Globalisation is receding as protectionism and trade wars undermine growth, while the lingering effects of a fiscal and sovereign debt crisis are fuelling resentment against immigration in Europe. Writes Dr. Hippolyte Fofack.
The power of globalisation as an engine for peace and prosperity is increasingly challenged, especially as more countries move away from the rules-based framework that has governed international trade for decades and resort to trade wars to address structural current account deficits. Whether one assesses it from the standpoint of global political integration and stability, or from the standpoint of global trade and capital flows, globalisation is receding. The increase in the free movement of goods, services, capital, and labour witnessed during the third wave of globalisation, which started in the 1980s and culminated in the rise of global value chains, is no longer happening in a uniform manner.
Insular aspirations are taking a toll on global growth and trade. First, creeping protectionism and outright trade wars are exacerbating global volatility and uncertainty. This is undermining the growth momentum and synchronised global expansion that emerged after the deceleration triggered by the end of the commodity super-cycle in 2014. Despite the slight recovery witnessed last year, global trade is still significantly below the high of $37.8 trillion recorded before the end of the commodity super-cycle when resilient global demand sustained a strong rally in commodity markets. Likewise, African trade – which rebounded in 2017, growing by more than 10% to $820bn after contracting by more than 12% the year before – is still significantly below the historical record achieved by the region in 2011, when its total trade (both extra- and intra-African) exceeded the threshold of $1 trillion.

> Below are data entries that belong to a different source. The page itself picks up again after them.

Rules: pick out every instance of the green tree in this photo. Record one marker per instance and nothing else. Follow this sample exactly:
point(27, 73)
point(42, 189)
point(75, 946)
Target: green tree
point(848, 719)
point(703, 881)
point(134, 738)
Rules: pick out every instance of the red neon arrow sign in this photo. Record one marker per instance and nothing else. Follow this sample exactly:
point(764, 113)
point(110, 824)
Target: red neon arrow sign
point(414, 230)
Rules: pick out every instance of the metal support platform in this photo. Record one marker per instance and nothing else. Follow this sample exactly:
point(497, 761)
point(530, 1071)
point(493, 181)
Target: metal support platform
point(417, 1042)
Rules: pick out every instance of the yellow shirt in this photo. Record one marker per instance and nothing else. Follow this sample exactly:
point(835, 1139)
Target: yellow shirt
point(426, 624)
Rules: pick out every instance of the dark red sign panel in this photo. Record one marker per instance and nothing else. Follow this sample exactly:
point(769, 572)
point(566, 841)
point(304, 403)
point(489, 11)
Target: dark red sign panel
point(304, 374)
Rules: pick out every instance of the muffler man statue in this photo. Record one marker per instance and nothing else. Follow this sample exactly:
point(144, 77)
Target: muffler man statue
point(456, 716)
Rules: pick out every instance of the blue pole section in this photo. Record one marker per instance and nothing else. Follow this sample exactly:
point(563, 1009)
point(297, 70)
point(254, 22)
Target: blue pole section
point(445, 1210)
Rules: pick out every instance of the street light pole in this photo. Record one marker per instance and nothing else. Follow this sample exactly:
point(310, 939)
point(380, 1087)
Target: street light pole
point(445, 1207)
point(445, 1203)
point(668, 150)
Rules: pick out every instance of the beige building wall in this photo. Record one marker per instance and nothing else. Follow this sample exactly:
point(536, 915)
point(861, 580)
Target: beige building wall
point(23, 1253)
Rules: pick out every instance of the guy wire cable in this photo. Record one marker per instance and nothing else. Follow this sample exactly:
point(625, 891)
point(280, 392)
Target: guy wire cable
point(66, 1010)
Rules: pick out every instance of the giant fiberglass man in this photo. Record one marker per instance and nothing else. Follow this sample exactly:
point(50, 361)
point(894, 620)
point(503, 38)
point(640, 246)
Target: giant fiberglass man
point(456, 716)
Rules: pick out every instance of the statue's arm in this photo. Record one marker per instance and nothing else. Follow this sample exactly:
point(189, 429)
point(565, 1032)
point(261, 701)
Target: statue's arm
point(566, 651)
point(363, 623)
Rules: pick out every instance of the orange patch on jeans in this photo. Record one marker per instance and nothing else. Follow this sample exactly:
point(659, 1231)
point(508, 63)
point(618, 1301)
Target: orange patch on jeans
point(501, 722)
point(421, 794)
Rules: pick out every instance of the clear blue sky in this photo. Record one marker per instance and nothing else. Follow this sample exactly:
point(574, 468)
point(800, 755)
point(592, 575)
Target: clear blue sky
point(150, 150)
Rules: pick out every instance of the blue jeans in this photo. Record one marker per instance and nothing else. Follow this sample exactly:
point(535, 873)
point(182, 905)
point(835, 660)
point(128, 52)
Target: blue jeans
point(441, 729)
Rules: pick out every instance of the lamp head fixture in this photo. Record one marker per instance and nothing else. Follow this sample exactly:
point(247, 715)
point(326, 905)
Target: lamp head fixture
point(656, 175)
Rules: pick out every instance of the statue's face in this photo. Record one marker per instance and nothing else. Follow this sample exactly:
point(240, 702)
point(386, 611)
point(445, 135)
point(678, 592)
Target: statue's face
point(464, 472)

Flows of foreign direct investment (FDI), which is highly correlated with trade, also have diminished because of the headwinds of increased global volatility. Global FDI fell by 23% to $1.43 trillion in 2017. In line with global trends, FDI flows to Africa continued their downward slide. This happened even though the region has been a historical laggard in the global distribution of FDI, consistently receiving the least of any region, including other developing regions. In 2017, FDI flows to Africa fell by 21% to $42bn, compared with $476bn for Asia and $151 for Latin America and Caribbean. The headwinds of global volatility are also affecting the trajectory of global growth. The earlier 2018 IMF’s global growth forecast called for strong and broad-based growth; the latest revision lowers growth projections not only in the Euro area, but also in a few leading emerging market economies.
Perhaps the downward revision reflects the increasing uncertainty associated with trade wars and their inherent risk of disrupting supply chains. Most recent indicators on the dynamics of trade and growth suggest that these developments are shifting the balance of risks further to the downside, and in the process, affecting investment decisions and prompting either a reversal in capital flows, or a reduction in capital inflows to developing economies. In the medium term, the normalisation of monetary policy that is steadily bringing the era of accommodative financial conditions to an end could further exacerbate these risks, especially as interest rate spreads between emerging market debt and US treasuries become less attractive for investors.
To these short-term economic costs and downside risks, one must add the medium and long-term consequences associated with ongoing efforts to speedily unwind the process of globalisation. The growing popularity of nationalist political parties is undermining the ability of governments to deliver on the difficult reforms necessary to expand industrial output and boost global growth. Yet these reforms are very important for the expansion of employment opportunities, especially within the Eurozone, where the lingering effects of a fiscal and sovereign debt crisis have sustained high unemployment rates, resulting in income and secular stagnation that are perhaps fueling the resentment against immigrants.
Under pressure from the influx of refugees, the foundation of the European Union (EU) which has been underpinned by four freedoms, including labour and capital as economic inputs into the production of goods and services as economic outputs is being challenged. The commitment to open borders and the free movement of people within the EU borders is no longer accepted by all countries. A growing number of member countries no longer feel bound by the Schengen Agreement and its four freedoms, collectively and under the EU umbrella they are seriously exploring the option of outsourcing the integration of new immigrants to non-EU states willing to accept financial aid and other forms of incentives even if these states are not recognised as safe third countries for refugees.
Nigeria and Turkey have been considered as potential candidates for that outsourcing option, with the latter expected to receive about $3bn dollars annually from the EU as a key incentive under the EU immigrants’ diversion scheme. Similarly, a readmission agreement under negotiation between Nigeria and the EU will enable EU member countries to deport Nigerian emigrants back to their country, in exchange for EU economic aid. As the most populous country in Africa, Nigeria is potentially the single largest source of emigrants undertaking the perilous journey of crossing the Mediterranean Sea in search of better opportunities in Europe.
While the ongoing outsourcing of government responsibility and accountability under the EU immigrant diversion plan may stem the inflow of people, it is at best a stopgap measure and not a solution to stagnant wage and unemployment challenges. The long-term and more sustainable solution may lie in the implementation of structural reforms to raise productivity, improve policy coordination at the global level, and promote global demand and trade which, time and time again, have been the leading drivers of growth and an effective path to integrating countries into the global economy.
Dr. Hippolyte Fofack is the Chief Economist of the African Export-Import Bank.